Marine Plain in the Vestfold Hills is another important locality which is yielding a great diversity of fossils from 4.5–4.1 million years ago. Perhaps the best known are the fossil dolphins and whales. About 5 or 6 species are known but only two dolphins have been studied in detail. The dolphins are new to science and are very different from modern dolphins. They are quite common and occur as almost complete skeletons as if they died and sank gently into the mud without being disturbed by predators or rough sea conditions. They died in an embayment which was less than 40 metres deep. They consist of two species, one about 4.5m long and the other about 8–9m long. They are unusual in lacking teeth, and one, in being so large for a dolphin. They may have located squid by echo-location devices and consumed them by sucking them into their very long, slim jaws. Other species of cetaceans are represented by fragments only.
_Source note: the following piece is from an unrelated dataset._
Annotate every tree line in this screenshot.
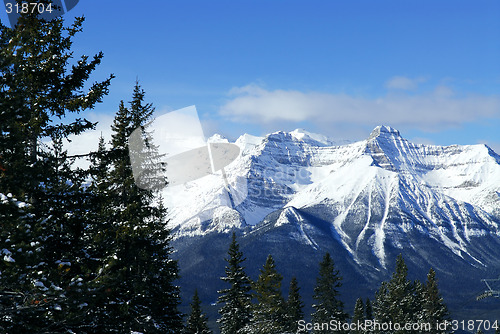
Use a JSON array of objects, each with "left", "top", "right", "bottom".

An interesting fossil from Marine Plain is a ‘palinurid’ crustacean — a small lobster. This family includes the modern lobsters of commerce around Australia. The group is now extinct from the Antarctic. The palinurids have another interesting aspect. They belong formally to the Family Palinuridae which includes Palinurus, Panulirus, and Linuparus. These names are all anagrams of each other and suggest a sense of humour among the group of biologists that named them. Palinurus in the ancient world, was the navigator in Virgil’s Aeneid.
Marine Plain fossils occur where they died, in contrast with most other localities where fossils of the age are known and this is where the value of the deposit will eventually be documented.
It is clear that a major extinction event occurred around Antarctica in the period 2–3 million years ago, but it is now becoming evident that it may be part of a global extinction event that is now being documented. The cause is debated but one strong contributor probably was the closure of the Isthmus of Panama, which caused the flow of water from the Atlantic to Pacific Ocean to stop, thus causing the Gulf Stream and northern hemisphere glaciation to begin. Another contributor may have been the Himalayas which were growing at the time and influenced the circulation of the atmosphere in the northern hemisphere.
How do we work out the story of Antarctic fossil life when there is so little outcrop and so few workers in the field? Modern biochemical methods are allowing us to work out the general trend of evolution, even in some groups which do not leave fossils. Two groups where these techniques have been particularly successful are in the Euphausiacea (including Antarctic krill such as Euphausia superba) and the Antarctic fish that belong to the Notothenioidea. Both groups have no fossil record. For the Euphausiacea this is true globally and yet it constitutes one of the world’s great biomass features.
One key approach is to examine DNA from mitochondria in modern cells. This DNA is believed to be almost entirely maternal in origin and thus not part of the reproduction process involving nuclear DNA. Mitochondrial DNA accumulates mutations at a rate that is known roughly. The difference in mitochondrial DNA in two similar organisms is a function of the time since they evolved from a common ancestor. Biochemical techniques now allow estimates of this time to be made and a rough evolutionary tree to be established. The evolution of krill and fish is now roughly worked out and the times of change coincide quite well with oceanographic events that are identifiable in the geological record.